La sentenza Foodora non fa dignità
Accolto in parte il ricorso di cinque ex fattorini della piattaforma tedesca. Ma i giudici di appello respingono la richiesta più importante: il reintegro e l’assunzione
Roma. La sentenza con la quale la Corte d’appello di Torino ha in parte accolto il ricorso di cinque ex fattorini di Foodora, la piattaforma di consegna a domicilio controllata dal gruppo tedesco Delivery Hero, non ha nulla a che fare con il decreto dignità – primo atto l’estate scorsa di Luigi Di Maio come ministro del Lavoro, scaturito proprio dalle vertenze dei riders – né tantomeno “scardina il Jobs Act”, intento del vicepremier del M5s.
Ribaltando la sentenza di primo grado che aveva respinto tutte le richieste, i magistrati, infatti, riconoscono il diritto per i rider ad avere una retribuzione calcolata sulla base del quinto livello del contratto nazionale della logistica che già molte aziende di consegna si erano dette disposte ad adottare, e per chi perde il lavoro (come i ricorrenti) a ottenere arretrati e liquidazione, dedotte le cifre già percepite.

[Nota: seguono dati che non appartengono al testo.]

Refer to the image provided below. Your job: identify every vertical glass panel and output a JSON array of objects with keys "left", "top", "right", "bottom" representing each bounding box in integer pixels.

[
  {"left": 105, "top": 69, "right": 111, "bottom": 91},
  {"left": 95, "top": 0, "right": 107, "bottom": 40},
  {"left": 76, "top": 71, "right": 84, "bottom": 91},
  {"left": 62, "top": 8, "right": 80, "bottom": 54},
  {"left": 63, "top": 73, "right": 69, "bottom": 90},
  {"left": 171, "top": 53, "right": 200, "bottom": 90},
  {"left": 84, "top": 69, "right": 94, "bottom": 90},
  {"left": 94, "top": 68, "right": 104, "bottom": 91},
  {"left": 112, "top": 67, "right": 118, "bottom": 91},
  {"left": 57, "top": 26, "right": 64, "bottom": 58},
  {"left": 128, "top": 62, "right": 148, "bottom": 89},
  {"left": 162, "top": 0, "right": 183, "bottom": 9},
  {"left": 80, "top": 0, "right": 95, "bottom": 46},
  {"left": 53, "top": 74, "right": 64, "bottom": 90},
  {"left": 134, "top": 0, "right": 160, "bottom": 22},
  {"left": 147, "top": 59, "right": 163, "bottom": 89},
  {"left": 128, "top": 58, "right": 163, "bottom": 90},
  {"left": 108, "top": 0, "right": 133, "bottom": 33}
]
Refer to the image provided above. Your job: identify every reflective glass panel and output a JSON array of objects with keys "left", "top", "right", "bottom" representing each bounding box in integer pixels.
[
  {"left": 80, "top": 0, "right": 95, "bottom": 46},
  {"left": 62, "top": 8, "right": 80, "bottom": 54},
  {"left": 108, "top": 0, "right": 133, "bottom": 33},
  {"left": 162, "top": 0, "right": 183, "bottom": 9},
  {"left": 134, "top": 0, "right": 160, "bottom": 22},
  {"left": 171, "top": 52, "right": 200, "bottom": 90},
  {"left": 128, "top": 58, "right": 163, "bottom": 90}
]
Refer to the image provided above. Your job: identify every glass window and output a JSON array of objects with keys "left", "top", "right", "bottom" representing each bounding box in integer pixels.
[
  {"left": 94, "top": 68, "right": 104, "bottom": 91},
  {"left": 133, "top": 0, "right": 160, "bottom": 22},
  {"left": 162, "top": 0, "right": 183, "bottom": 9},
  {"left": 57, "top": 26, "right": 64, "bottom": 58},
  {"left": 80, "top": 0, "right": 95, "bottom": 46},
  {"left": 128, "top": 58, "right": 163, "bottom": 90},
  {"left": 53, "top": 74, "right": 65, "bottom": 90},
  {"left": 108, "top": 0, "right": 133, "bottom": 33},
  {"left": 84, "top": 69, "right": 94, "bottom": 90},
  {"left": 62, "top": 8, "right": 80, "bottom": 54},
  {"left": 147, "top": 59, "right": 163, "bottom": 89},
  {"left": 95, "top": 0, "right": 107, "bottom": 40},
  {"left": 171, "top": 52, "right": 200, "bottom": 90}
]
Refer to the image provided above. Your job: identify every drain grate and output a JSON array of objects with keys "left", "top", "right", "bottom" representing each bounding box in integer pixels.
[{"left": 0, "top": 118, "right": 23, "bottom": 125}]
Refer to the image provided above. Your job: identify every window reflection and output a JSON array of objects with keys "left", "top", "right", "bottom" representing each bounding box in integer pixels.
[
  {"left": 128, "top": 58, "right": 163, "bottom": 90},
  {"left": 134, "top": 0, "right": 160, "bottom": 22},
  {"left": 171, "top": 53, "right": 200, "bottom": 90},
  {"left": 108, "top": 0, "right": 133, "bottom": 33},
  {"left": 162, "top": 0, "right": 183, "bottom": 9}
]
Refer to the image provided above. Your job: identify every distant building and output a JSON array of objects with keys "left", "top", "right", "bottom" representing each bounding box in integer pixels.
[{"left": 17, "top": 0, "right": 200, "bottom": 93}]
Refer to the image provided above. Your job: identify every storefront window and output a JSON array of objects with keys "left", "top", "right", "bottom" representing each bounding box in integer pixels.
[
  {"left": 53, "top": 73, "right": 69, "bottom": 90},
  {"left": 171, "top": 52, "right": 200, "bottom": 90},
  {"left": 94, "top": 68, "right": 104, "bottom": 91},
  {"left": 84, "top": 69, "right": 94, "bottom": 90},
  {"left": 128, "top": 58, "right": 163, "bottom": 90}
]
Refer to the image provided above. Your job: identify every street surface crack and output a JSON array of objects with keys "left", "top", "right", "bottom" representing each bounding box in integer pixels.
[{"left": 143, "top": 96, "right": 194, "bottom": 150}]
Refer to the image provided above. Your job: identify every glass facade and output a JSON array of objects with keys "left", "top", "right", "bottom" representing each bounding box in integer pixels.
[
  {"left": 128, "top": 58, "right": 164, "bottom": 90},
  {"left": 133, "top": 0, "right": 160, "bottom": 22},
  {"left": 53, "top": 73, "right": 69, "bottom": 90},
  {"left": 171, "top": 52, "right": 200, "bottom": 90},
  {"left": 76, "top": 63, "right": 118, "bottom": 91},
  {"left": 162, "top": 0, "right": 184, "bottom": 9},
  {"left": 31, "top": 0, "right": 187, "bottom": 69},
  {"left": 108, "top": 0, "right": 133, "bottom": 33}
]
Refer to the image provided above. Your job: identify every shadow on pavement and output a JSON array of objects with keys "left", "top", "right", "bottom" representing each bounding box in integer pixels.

Viene inoltre riconosciuto il diritto a turni di riposo e ferie, sempre in base al contratto della logistica e parametrati all’anzianità e ai periodi di lavoro. Ma i giudici di appello respingono la richiesta più importante: il reintegro e l’assunzione, che avrebbe sì scardinato il Jobs Act. Retribuire e trattare gli addetti ai “lavoretti” su piattaforme digitali, i gig, secondo legge ed equità è sacrosanto.
Imporre per via giudiziaria, o con un decreto stile Di Maio, il ritorno al mercato del lavoro preesistente al Jobs Act, cioè al più rigido del mondo e più ostile all’occupazione, specie dei giovani, è tutt’altra cosa. L’articolo 18 vecchia maniera tutelava i diritti di chi aveva già un posto fisso a discapito di quanti un lavoro lo cercavano: il decreto dignità (come prima l’abolizione dei voucher) ha già fallito su questo punto poiché la disoccupazione giovanile non è diminuita e i contratti a termine che non si sono trasformati in posti fissi. Invece molte aziende se ne sono andate dall’Italia: tra queste proprio Foodora.